Molecular determination of RhD phenotype by DNA typing: clinical applications

COTORRUELO C; BIONDI C; GARCÍA BORRÁS S; GALIZZI S; DI MÓNACO R; RACCA A

ANNALS OF CLINICAL BIOCHEMISTRY

Royal Society of Medicine Press

Lugar: Guildford; Año: 2000 vol. 37 p. 781 - 789

0004-5632

The Rh system is of clinical importance because it is involved in immunohematologic disorders. RhD typing is performed by agglutination methods. In clinical situations where these techniques cannot be performed, RhD-DNA typing is an alternative approach. The Rh antigens are encoded by the RHD and RHCE genes. In RhD negative individuals the RHD gene is absent or grossly deleted, but variation in the arrangement of the RH locus in different populations is emerging.
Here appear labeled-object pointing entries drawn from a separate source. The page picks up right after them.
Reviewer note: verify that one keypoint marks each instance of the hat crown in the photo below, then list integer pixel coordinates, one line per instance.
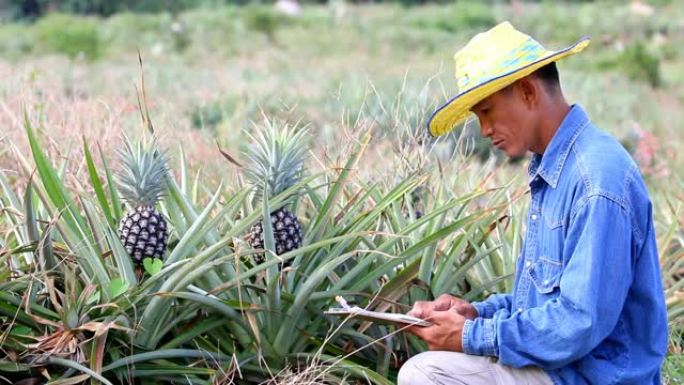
(493, 53)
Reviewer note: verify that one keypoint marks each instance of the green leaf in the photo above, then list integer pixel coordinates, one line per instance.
(153, 265)
(97, 184)
(117, 287)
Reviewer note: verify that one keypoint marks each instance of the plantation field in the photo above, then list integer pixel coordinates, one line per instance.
(388, 215)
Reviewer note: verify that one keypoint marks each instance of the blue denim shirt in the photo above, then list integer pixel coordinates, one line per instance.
(588, 304)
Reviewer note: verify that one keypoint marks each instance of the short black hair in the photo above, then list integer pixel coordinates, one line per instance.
(549, 75)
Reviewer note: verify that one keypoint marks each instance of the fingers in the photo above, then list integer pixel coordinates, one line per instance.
(444, 302)
(421, 309)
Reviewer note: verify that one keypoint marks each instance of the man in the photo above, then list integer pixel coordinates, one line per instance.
(587, 305)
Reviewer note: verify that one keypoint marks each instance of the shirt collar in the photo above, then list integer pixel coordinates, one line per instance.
(550, 164)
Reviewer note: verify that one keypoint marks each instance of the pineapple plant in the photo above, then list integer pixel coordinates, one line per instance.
(141, 181)
(275, 164)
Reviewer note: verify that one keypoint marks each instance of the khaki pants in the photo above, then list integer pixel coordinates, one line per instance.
(450, 368)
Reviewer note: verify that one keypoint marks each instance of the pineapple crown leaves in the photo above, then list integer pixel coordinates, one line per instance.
(276, 158)
(141, 178)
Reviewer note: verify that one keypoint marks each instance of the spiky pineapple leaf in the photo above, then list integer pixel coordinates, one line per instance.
(97, 184)
(141, 179)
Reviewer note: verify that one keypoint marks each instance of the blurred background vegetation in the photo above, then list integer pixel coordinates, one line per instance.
(212, 68)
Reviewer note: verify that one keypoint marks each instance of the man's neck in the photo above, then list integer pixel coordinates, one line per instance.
(550, 123)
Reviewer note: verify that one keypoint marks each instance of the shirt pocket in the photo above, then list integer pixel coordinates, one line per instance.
(545, 274)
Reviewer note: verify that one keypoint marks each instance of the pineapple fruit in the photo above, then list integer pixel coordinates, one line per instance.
(141, 181)
(276, 163)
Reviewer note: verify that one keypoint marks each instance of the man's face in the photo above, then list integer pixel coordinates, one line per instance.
(508, 121)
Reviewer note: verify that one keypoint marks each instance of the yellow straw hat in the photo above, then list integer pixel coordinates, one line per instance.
(489, 62)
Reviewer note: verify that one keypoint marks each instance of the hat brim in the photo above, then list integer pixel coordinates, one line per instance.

The aim of this study was to analyse the gross organization of the RH genes in our population using a previously described multiplex PCR method with some modifications. We studied 253 DNA samples from Argentinean blood donors, 15 samples with a reduced expression of the D antigen and 1 Dc- phenotype. We evaluated the clinical utility of this method to ascertain the RhD antigen in 10 patients with warm type autoimmune haemolytic anaemia (AIHA) and 14 samples of amniotic fluids. All Rh phenotypes were properly characterized and no discrepancies with serological typing were found. Analyses performed in the Dc- phenotype suggest the presence of a hybrid RHCE-RHD gene. DNA typing confirmed the RhD negative type of 1 AIHA sample in which serological tests were inconclusive. Fetal DNA typing correctly indicated the RhD in every fetus. VNTR and STR analysis detected maternal contamination in 2 amniocentesis samples and confirmed the fetal origin of 12. This multiplex PCR strategy is suitable for RhD determination in clinical situations in which serological typing cannot be accomplished with its usual ease.